8:29 p.m.: How can you tell Glenn Close is not her ferocious Damages character? When a reporter isn't incinerated for asking Close what's the difference between an Oscar and an Emmy. "I've never won an Oscar," Close calmly replies.

8:40 p.m.: "If anyone has seen a purple purse with a picture of a naked toddler in it..." Fey announces. It sounds like a joke, but then again it sounds like an endearing detail Fey, or Liz Lemon, might share with the world. And apparently it's not a joke. I'm told Fey left her purse under her seat when she started winning Emmys. I'm also told that the TV Academy has the purse and intends to return it. Case closed.

"The one for the show, that belongs to everyone, so I don't like it as much," Fey says, differentiating between her Emmys for writing, acting and producing Comedy Series winner 30 Rock.

Yes, Fey does a dead-on Sarah Palin, but don't rub it in. "I was very resistant to see there was a resemblance," Fey says, "and then my kid saw Sarah Palin on TV, and said, 'That's mommy.' "

Oh, that Alec Baldwin. As Fey notes how Baldwin elevates 30 Rock, the esteemed actor, a winner himself tonight, pretends to swig a drink, and then pretends to, um, relieve himself.

• Jack McBrayer—Kenneth the NBC page to the folks who don't pay attention to credits—gets off the 30 Rock gang's best line. Asked what it was like to work with Jennifer Aniston, an upcoming season-three guest star, McBrayer reports, "She's supernice, but really ugly in person."

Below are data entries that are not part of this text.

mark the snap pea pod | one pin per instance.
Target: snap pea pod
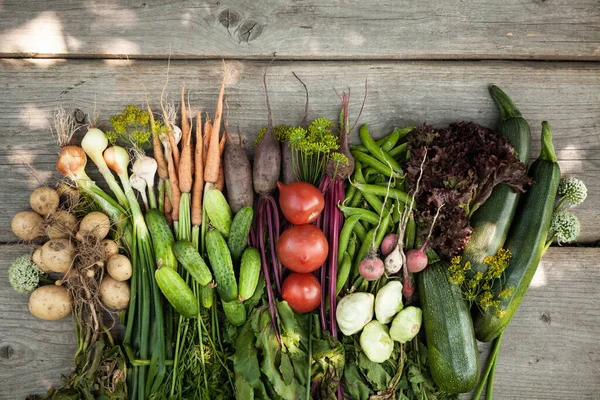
(365, 215)
(398, 150)
(377, 190)
(376, 151)
(343, 272)
(360, 231)
(375, 163)
(345, 233)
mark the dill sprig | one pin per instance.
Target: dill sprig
(479, 288)
(132, 126)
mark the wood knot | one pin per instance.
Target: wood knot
(6, 352)
(249, 31)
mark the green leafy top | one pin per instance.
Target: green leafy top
(24, 275)
(132, 126)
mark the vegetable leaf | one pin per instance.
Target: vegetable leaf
(465, 161)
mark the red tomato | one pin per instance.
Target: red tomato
(302, 292)
(302, 248)
(300, 202)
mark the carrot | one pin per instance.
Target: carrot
(175, 192)
(206, 140)
(213, 159)
(185, 160)
(159, 156)
(199, 175)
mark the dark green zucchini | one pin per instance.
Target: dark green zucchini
(452, 349)
(491, 221)
(526, 240)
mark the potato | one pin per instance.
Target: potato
(50, 302)
(114, 294)
(96, 224)
(44, 200)
(58, 255)
(27, 225)
(111, 248)
(61, 225)
(119, 267)
(37, 259)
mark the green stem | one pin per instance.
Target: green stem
(491, 362)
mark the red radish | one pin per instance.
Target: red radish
(416, 259)
(371, 268)
(300, 202)
(388, 243)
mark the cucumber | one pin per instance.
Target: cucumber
(207, 296)
(235, 312)
(191, 260)
(452, 349)
(238, 234)
(218, 210)
(526, 240)
(249, 273)
(491, 222)
(177, 292)
(162, 239)
(222, 266)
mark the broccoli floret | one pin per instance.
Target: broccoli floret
(24, 275)
(565, 226)
(573, 190)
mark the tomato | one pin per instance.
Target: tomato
(302, 292)
(300, 202)
(302, 248)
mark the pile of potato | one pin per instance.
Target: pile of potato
(59, 254)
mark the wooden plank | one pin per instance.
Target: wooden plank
(304, 29)
(400, 93)
(33, 353)
(550, 349)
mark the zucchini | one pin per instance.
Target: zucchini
(491, 222)
(238, 234)
(162, 239)
(177, 292)
(222, 266)
(218, 210)
(191, 260)
(526, 240)
(249, 273)
(235, 312)
(452, 349)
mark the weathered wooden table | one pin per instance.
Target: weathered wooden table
(427, 61)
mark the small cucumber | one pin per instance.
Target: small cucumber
(162, 239)
(526, 240)
(222, 266)
(218, 210)
(191, 260)
(177, 292)
(207, 296)
(249, 273)
(238, 234)
(452, 348)
(235, 312)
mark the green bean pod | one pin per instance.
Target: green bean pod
(375, 150)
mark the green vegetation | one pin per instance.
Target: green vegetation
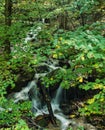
(74, 32)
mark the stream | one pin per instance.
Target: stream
(32, 92)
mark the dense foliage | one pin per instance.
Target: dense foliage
(73, 32)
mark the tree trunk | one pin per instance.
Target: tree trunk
(8, 13)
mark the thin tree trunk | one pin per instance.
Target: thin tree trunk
(8, 13)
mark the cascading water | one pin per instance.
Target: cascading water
(32, 92)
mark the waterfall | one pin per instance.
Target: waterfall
(31, 92)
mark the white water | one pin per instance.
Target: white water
(37, 108)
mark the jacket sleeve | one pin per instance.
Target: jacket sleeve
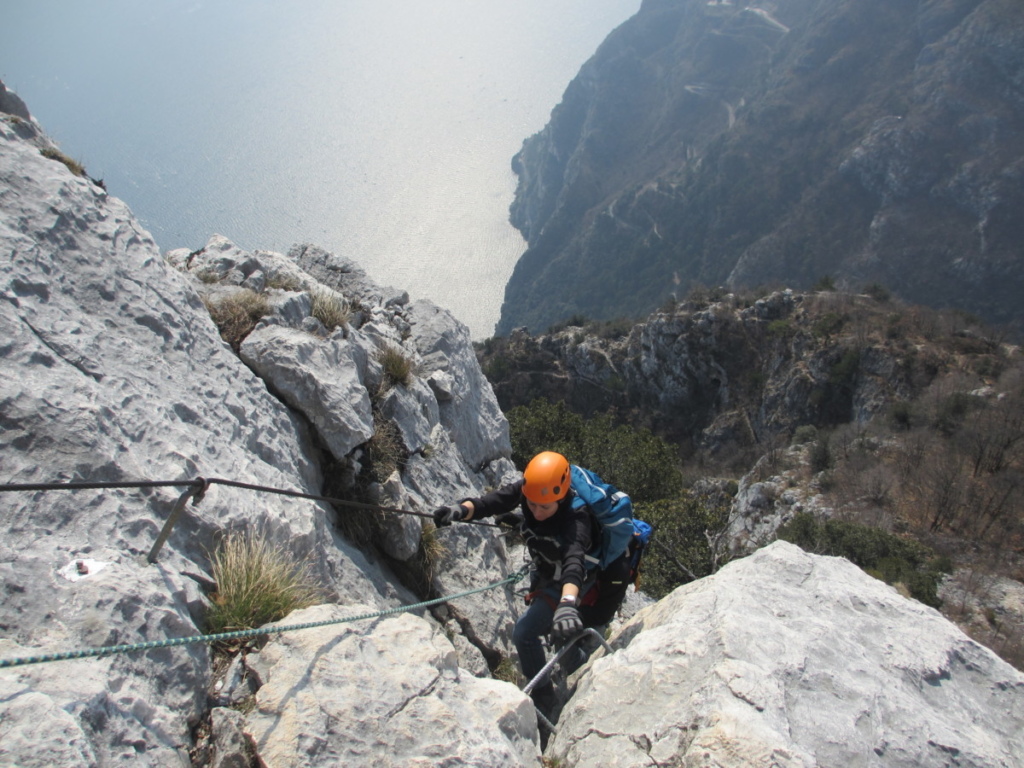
(497, 502)
(577, 534)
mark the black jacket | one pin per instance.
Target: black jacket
(556, 545)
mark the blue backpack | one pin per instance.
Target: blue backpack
(613, 511)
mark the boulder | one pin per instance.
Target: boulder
(785, 658)
(320, 378)
(385, 692)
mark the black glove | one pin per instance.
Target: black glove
(566, 623)
(509, 518)
(446, 515)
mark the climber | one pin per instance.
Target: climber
(564, 598)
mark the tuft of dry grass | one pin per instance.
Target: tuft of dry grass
(397, 368)
(330, 307)
(257, 583)
(237, 314)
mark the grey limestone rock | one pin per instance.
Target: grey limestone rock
(320, 378)
(795, 659)
(387, 692)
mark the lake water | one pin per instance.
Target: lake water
(379, 129)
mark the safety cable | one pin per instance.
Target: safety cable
(199, 482)
(242, 634)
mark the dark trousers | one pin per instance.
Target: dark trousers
(536, 623)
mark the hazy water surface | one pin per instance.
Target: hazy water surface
(379, 129)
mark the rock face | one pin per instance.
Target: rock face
(795, 659)
(740, 144)
(389, 694)
(113, 371)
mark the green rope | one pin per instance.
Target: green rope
(113, 649)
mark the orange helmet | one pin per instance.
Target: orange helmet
(547, 477)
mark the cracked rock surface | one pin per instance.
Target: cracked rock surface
(785, 658)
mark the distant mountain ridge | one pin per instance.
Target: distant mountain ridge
(716, 143)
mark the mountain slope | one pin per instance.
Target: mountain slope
(716, 143)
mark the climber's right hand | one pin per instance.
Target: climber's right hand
(446, 515)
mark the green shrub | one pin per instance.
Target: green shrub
(237, 314)
(878, 292)
(680, 550)
(820, 457)
(901, 415)
(828, 325)
(805, 433)
(825, 283)
(635, 460)
(330, 308)
(950, 412)
(257, 583)
(896, 559)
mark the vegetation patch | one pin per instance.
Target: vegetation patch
(688, 541)
(237, 314)
(73, 165)
(397, 367)
(257, 583)
(330, 307)
(633, 459)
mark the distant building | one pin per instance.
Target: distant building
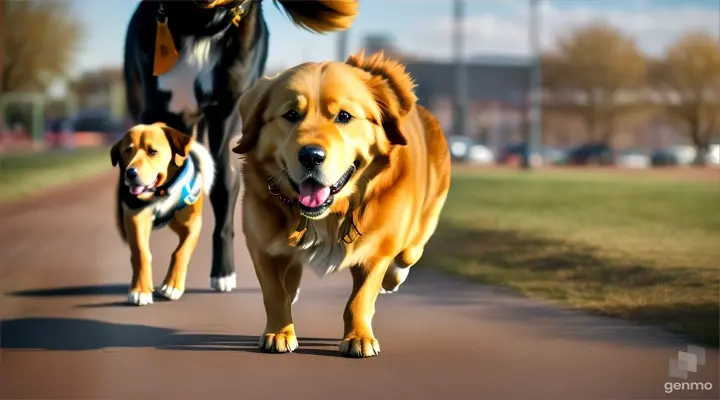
(102, 89)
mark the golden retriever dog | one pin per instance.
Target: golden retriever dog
(164, 178)
(341, 169)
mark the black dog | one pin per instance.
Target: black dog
(188, 62)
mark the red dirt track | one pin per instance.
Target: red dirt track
(67, 334)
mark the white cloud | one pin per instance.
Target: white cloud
(491, 33)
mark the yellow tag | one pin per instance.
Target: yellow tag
(165, 52)
(300, 230)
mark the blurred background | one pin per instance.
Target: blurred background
(633, 83)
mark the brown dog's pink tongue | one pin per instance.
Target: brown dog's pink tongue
(312, 194)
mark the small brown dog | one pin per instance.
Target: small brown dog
(342, 169)
(164, 176)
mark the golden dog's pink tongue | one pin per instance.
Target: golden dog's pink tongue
(312, 194)
(137, 190)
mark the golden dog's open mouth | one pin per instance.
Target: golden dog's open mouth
(314, 198)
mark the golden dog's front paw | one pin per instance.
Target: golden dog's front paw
(285, 342)
(359, 346)
(140, 298)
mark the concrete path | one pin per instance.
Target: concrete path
(66, 332)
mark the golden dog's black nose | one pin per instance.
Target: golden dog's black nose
(131, 173)
(311, 156)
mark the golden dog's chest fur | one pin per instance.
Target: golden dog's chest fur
(377, 222)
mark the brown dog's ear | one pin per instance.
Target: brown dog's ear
(179, 142)
(252, 105)
(115, 153)
(392, 88)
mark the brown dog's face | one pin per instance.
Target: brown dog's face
(148, 155)
(316, 126)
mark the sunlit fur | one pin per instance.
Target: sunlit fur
(390, 206)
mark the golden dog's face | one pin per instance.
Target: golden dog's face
(147, 156)
(316, 126)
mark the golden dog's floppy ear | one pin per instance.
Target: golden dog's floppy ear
(115, 152)
(252, 105)
(179, 142)
(392, 88)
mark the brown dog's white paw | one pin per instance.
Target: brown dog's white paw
(278, 342)
(171, 293)
(394, 277)
(359, 347)
(224, 283)
(140, 298)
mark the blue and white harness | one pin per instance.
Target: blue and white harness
(188, 180)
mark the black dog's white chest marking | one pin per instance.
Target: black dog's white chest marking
(198, 58)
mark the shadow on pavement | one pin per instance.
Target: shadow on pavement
(115, 289)
(71, 334)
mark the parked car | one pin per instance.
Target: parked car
(592, 153)
(684, 155)
(633, 159)
(466, 149)
(513, 153)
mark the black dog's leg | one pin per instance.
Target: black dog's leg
(223, 197)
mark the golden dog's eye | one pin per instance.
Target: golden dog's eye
(292, 116)
(343, 117)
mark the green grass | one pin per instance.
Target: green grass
(21, 175)
(643, 249)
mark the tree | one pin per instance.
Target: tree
(39, 42)
(689, 78)
(590, 71)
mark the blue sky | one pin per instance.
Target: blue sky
(423, 26)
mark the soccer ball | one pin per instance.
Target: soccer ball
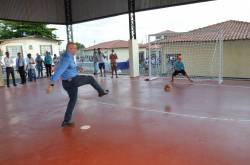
(167, 88)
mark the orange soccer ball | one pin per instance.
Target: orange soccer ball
(167, 87)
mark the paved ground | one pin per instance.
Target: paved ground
(137, 124)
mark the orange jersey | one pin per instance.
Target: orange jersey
(113, 58)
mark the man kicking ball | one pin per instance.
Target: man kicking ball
(67, 70)
(179, 69)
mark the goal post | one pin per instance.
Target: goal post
(202, 54)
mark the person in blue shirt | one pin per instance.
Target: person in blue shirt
(179, 69)
(67, 71)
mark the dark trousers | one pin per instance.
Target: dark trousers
(71, 86)
(10, 71)
(22, 74)
(48, 69)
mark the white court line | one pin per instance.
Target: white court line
(198, 84)
(172, 113)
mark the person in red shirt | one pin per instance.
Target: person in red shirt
(113, 57)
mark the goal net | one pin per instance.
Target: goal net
(201, 51)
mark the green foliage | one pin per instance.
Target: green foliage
(79, 46)
(10, 29)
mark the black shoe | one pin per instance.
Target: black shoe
(67, 124)
(104, 93)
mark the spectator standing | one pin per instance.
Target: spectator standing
(39, 65)
(48, 63)
(95, 60)
(9, 69)
(113, 57)
(31, 68)
(20, 66)
(101, 61)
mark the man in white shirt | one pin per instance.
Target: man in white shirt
(9, 69)
(101, 61)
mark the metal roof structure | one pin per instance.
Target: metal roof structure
(54, 11)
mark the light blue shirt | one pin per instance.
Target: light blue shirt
(179, 66)
(20, 62)
(66, 68)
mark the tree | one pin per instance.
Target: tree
(79, 46)
(11, 29)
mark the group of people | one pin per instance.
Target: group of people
(99, 59)
(28, 67)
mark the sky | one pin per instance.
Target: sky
(178, 19)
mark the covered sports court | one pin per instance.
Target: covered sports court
(138, 123)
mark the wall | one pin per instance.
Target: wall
(237, 59)
(122, 53)
(202, 59)
(26, 42)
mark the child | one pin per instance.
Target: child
(179, 68)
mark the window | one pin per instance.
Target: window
(13, 50)
(44, 48)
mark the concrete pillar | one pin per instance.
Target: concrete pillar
(133, 58)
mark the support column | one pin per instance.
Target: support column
(133, 44)
(68, 17)
(133, 58)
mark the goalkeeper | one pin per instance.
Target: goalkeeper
(179, 69)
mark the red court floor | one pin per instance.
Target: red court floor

9 p.m.: Asked what it's like to be the first basic-cable series to win the Drama Series Emmy, Mad Men creator Matthew Weiner is nonplussed—and maybe just a teensy bit annoyed...at Emmy organizers: "I'm surprised there's such a segregation and caste system at the Emmys," he says. "I'm surprised I have this amazing cast that wasn't asked to present tonight...I don't know why there's a distinction."